Brady Quinn was once one of the biggest names in football thanks to his dominant play at Notre Dame. Unfortunately, his life in the NFL was short-lived and unspectacular by nearly every measure. Not one to dwell on what could’ve been, Quinn has seen success in his life after football.
Brady Quinn’s college career
Brady Quinn chose to attend Notre Dame in 2003 after being heavily recruited in high school. His first year was an absolute mess, as he threw for nine touchdowns and 15 interceptions to go with 1,831 yards. Notre Dame finished with a disappointing 5-7 record.
In Quinn’s second season, however, he improved to 17 touchdowns, 10 interceptions, and almost 2,600 yards. Unfortunately, the team record stood at 6-6, so the Fighting Irish looked elsewhere for a coach.

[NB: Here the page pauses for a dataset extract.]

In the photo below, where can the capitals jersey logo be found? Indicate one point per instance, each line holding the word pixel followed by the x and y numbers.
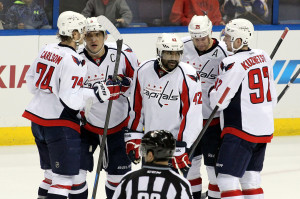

When Charlie Weis took over, Notre Dame football turned around. Quinn had his two best seasons under Weis, who helped lead the team to many wins. Quinn’s junior year saw him throw for 32 touchdowns and 4,000 yards with only seven interceptions. The next year was even better, as the young prospect threw for 37 TDs and seven interceptions.
Although Quinn was never a Heisman winner, he finished fourth in the voting in 2005 and third in 2006. His dominant final stretch at Notre Dame made him a shoo-in for the NFL draft. When the time came, the Cleveland Browns selected Quinn with the 22nd overall pick.
Quinn’s NFL career
The Browns rookie only saw one game during his first season, when he threw three-for-eight for no touchdowns. Quinn’s sophomore season saw little improvement, as he started in all three games he played. He completed 45-of-89 of passes and threw for two touchdowns and two interceptions. Then, a finger injury ended his season.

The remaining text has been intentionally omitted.